SW has seemed to have improved the last year or two. It is also nice to have a store that I drive past every day going to work for the quick last minute purchase.


----------



## Kwalk3 (Jun 21, 2012)

I have generally been impressed with Sportsman's. I have a Cabela's closer, and while the mounts are cool, the prices at sportsman's are on average lower. Pretty much across the board.


----------



## DallanC (Jan 13, 2009)

Of all the places I tend to like Scheels more, its farther than SW or Cabelas for me, but they always have what I need and prices are usually cheaper than Cabelas. 

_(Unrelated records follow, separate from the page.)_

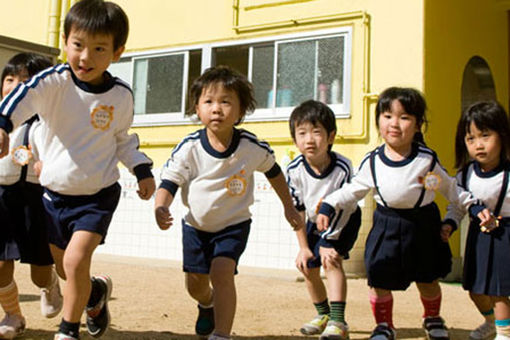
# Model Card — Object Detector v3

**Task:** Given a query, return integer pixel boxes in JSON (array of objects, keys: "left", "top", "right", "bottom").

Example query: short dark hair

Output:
[
  {"left": 186, "top": 65, "right": 257, "bottom": 125},
  {"left": 455, "top": 100, "right": 510, "bottom": 170},
  {"left": 289, "top": 100, "right": 336, "bottom": 141},
  {"left": 375, "top": 87, "right": 428, "bottom": 128},
  {"left": 0, "top": 52, "right": 53, "bottom": 94},
  {"left": 64, "top": 0, "right": 129, "bottom": 50}
]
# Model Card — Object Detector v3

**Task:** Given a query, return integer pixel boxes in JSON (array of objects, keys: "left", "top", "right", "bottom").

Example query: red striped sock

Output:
[
  {"left": 420, "top": 293, "right": 441, "bottom": 318},
  {"left": 370, "top": 293, "right": 395, "bottom": 328}
]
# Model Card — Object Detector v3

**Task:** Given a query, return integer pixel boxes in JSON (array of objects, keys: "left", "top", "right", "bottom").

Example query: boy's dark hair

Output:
[
  {"left": 289, "top": 100, "right": 336, "bottom": 141},
  {"left": 455, "top": 101, "right": 510, "bottom": 170},
  {"left": 64, "top": 0, "right": 129, "bottom": 51},
  {"left": 375, "top": 87, "right": 428, "bottom": 144},
  {"left": 186, "top": 65, "right": 257, "bottom": 125},
  {"left": 0, "top": 52, "right": 53, "bottom": 93}
]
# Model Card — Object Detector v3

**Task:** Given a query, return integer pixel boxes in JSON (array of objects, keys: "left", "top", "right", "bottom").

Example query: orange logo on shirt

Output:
[{"left": 90, "top": 105, "right": 114, "bottom": 131}]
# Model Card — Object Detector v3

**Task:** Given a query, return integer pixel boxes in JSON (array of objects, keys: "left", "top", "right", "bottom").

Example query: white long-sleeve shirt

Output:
[
  {"left": 161, "top": 129, "right": 281, "bottom": 232},
  {"left": 0, "top": 64, "right": 152, "bottom": 195},
  {"left": 445, "top": 162, "right": 510, "bottom": 225},
  {"left": 321, "top": 144, "right": 478, "bottom": 218}
]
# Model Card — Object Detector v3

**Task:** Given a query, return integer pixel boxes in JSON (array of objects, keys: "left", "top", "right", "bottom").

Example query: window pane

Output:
[
  {"left": 276, "top": 40, "right": 316, "bottom": 107},
  {"left": 252, "top": 45, "right": 274, "bottom": 108},
  {"left": 134, "top": 54, "right": 184, "bottom": 114},
  {"left": 316, "top": 37, "right": 344, "bottom": 104},
  {"left": 212, "top": 45, "right": 249, "bottom": 76},
  {"left": 108, "top": 59, "right": 132, "bottom": 85}
]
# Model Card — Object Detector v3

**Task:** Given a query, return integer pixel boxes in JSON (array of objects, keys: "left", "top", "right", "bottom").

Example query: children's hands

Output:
[
  {"left": 154, "top": 206, "right": 174, "bottom": 230},
  {"left": 319, "top": 247, "right": 342, "bottom": 269},
  {"left": 0, "top": 129, "right": 9, "bottom": 158},
  {"left": 285, "top": 206, "right": 305, "bottom": 231},
  {"left": 296, "top": 248, "right": 314, "bottom": 276},
  {"left": 440, "top": 223, "right": 453, "bottom": 242},
  {"left": 476, "top": 209, "right": 500, "bottom": 233},
  {"left": 315, "top": 214, "right": 329, "bottom": 231},
  {"left": 136, "top": 177, "right": 156, "bottom": 200}
]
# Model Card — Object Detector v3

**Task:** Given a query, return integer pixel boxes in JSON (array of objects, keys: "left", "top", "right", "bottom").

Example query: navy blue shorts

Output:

Plus they are the only outdoor chain to show people actually shooting animals in their commercials, none of this whitewashed "hunter standing on a majestic peak" type image Cabelas uses. Scheels shows a guy downing a peasant mid-flight. Hellz ya!


-DallanC


----------



## Slayer (Feb 3, 2013)

Sportsmans Warehouse is and always has been my favorite store!!


----------



## NVDuckin (Apr 18, 2016)

I'm liking Cabela's less and less. You used to find a broad range of products there, but now it's 90% Cabela's branded stuff. Scheels has slowly turned into my favorite place. Bonus, pretty much all of their rifles are out on display so you don't need to wait at a desk if you want to handle one.


----------



## Kwalk3 (Jun 21, 2012)

NVDuckin said:


> I'm liking Cabela's less and less. You used to find a broad range of products there, but now it's 90% Cabela's branded stuff. Scheels has slowly turned into my favorite place. Bonus, pretty much all of their rifles are out on display so you don't need to wait at a desk if you want to handle one.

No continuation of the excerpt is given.